A: The varieties of error and inadequacy and poor preparation are infinite. Here are three misconceptions that I think are pretty common:
- Most applicants think getting rejected is a bad thing. They think it means their ideas and/or scholarship are inferior. That usually isn’t true. In reality you have to get rejected quite a lot in order to get the funding you want. Getting used to rejection, and more importantly, learning from rejection, improving your work and applying again is the most direct path toward funding.
- People think that their most important audience is within their field. One’s field is very important, and you have to speak to colleagues in your field in ways they respect. But the trick to getting funding in the humanities and social sciences, particularly the most prestigious grants, is to speak both to those in your own field and those outside of it. It is very hard to do. But it is critical to remember that those with the power to grant or deny your application are almost always extremely smart and learned people who know nothing about your area of research.
- People undervalue good writing. It is only by writing well that you can impress people both within and outside of your field. I recently read an article that gave empirical proof that proposals that met various criteria of clarity and fluency were more likely to be funded. (Ironically, the article itself was a nigh-impenetrable mishmash of jargon and meaningless abstraction. So the problem abides.)
Q: Your book is appearing at a time when parts of the federal government (including the National Science Foundation and the National Endowment for the Humanities) were recently closed for weeks because of the stalemate between President Trump and Congress. We have also seen in recent years Republican attempts in Congress to curtail funding of political science and other social sciences.
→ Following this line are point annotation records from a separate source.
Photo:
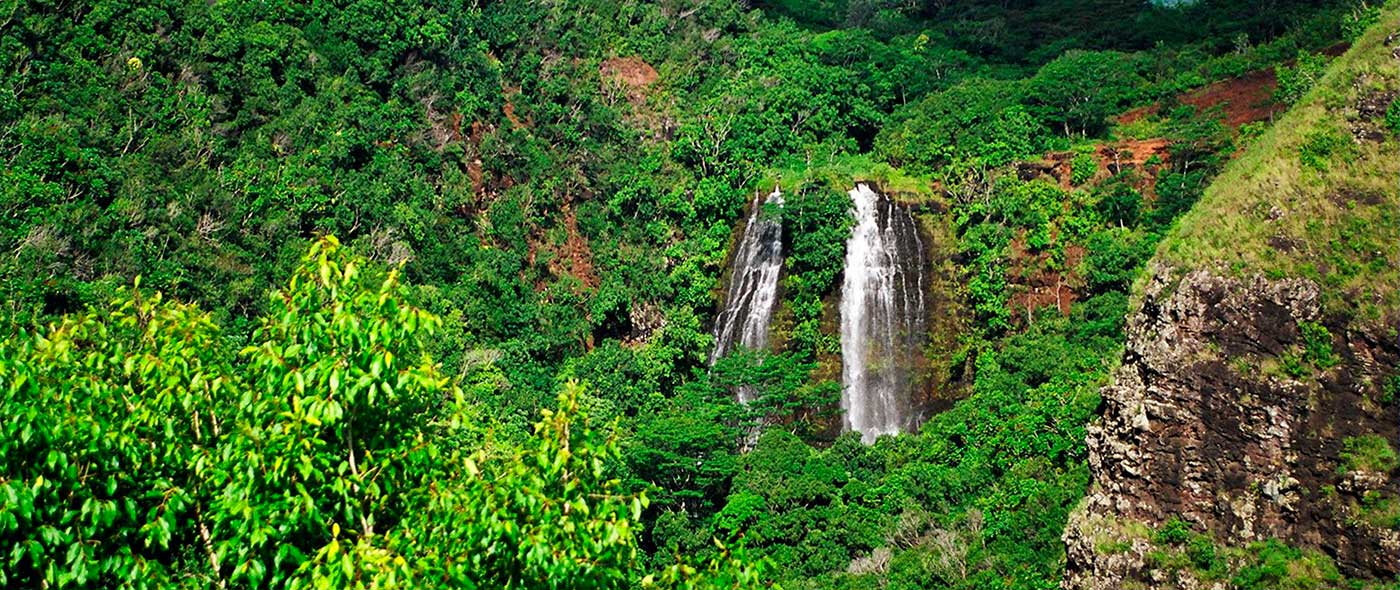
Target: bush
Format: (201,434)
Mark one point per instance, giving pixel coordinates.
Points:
(1082,168)
(1294,81)
(1393,117)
Do you think federal support is viable in the social science and humanities?
A: This is somewhat beyond my ken. But I do remember anxiously reading reports about the administration’s plan to zero out the NEH. It didn’t happen. I suspect that this is so because the programs are tiny in comparison to the budget as a whole. The relatively low cost of research in the humanities and social sciences may allow us to fly under the radar. My best guess is that support, federal and otherwise, for the kind of research we do is viable in the long term, because ours is a deindustrializing service economy that confers big rewards on high education. That means there are millions of people out there who depend for their living on, and are just curious about, the history and social structures and aesthetic achievements of humanity.
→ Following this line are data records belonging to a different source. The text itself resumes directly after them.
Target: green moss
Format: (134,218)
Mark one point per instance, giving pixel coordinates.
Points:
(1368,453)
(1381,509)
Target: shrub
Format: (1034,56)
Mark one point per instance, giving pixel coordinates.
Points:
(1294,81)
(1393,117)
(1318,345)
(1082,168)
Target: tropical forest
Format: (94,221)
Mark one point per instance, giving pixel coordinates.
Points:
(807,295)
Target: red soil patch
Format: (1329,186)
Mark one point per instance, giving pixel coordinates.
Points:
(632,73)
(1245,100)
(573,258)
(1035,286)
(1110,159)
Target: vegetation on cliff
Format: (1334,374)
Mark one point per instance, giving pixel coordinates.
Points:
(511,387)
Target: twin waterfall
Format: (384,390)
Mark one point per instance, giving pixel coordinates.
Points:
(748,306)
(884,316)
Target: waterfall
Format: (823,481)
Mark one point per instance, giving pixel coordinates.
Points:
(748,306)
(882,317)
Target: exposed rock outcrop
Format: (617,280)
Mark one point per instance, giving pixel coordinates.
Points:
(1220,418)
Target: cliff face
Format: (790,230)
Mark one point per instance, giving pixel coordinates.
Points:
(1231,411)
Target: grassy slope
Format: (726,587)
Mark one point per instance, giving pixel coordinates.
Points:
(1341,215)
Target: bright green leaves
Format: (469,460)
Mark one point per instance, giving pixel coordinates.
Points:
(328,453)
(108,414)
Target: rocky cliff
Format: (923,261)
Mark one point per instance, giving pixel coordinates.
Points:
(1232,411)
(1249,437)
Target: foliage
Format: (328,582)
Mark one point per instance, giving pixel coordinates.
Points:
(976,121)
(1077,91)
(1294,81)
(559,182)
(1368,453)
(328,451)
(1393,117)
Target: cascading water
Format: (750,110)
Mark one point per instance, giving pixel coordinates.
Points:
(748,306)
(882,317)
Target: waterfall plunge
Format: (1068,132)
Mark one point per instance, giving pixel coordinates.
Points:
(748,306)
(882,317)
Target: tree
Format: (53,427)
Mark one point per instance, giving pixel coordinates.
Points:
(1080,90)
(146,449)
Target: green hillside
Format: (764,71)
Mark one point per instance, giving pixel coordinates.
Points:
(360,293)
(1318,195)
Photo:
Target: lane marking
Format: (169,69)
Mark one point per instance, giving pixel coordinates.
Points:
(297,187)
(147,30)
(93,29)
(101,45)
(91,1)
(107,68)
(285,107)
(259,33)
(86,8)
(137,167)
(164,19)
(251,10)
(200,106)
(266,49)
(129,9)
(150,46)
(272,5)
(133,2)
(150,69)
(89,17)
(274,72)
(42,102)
Q: Graduate students in the physical and biological sciences frequently learn about grant seeking and grant management from their doctoral advisers and from working in grant-supported labs. Should doctoral programs in the humanities and social sciences spend more time on these issues?
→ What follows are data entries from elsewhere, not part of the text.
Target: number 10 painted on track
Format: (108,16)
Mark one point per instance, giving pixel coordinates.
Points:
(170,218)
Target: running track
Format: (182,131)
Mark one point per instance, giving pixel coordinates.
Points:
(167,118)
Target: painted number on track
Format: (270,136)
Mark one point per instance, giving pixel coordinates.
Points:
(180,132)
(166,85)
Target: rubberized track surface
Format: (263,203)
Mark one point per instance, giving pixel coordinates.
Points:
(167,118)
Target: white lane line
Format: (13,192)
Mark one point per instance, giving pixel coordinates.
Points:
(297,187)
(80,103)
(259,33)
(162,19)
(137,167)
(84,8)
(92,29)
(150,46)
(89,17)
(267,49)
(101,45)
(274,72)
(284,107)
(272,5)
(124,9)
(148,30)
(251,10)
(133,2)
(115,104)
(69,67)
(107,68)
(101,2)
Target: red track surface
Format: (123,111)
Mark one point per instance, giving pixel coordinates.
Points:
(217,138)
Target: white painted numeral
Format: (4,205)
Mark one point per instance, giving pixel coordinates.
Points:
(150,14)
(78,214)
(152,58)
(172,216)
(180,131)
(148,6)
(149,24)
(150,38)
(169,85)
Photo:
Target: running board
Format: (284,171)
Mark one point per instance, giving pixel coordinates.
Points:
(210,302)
A: I think this is the traditional method by which graduate students have learned about getting grants. But some advisers are less focused on it, or are less gifted at training graduate students to do it, than mine was, and so graduate students fail to learn grant-getting skills. I do think that universities should take a programmatic interest in helping scholars in the humanities and social sciences get grant money. Since so few of them do it, I think a relatively small investment could yield a disproportionate return. One way for doctoral programs to get started on this project would be for them to buy a short guide to the topic, preferably in large quantities, and distribute it to their profs and graduate students. I understand that one may soon be published.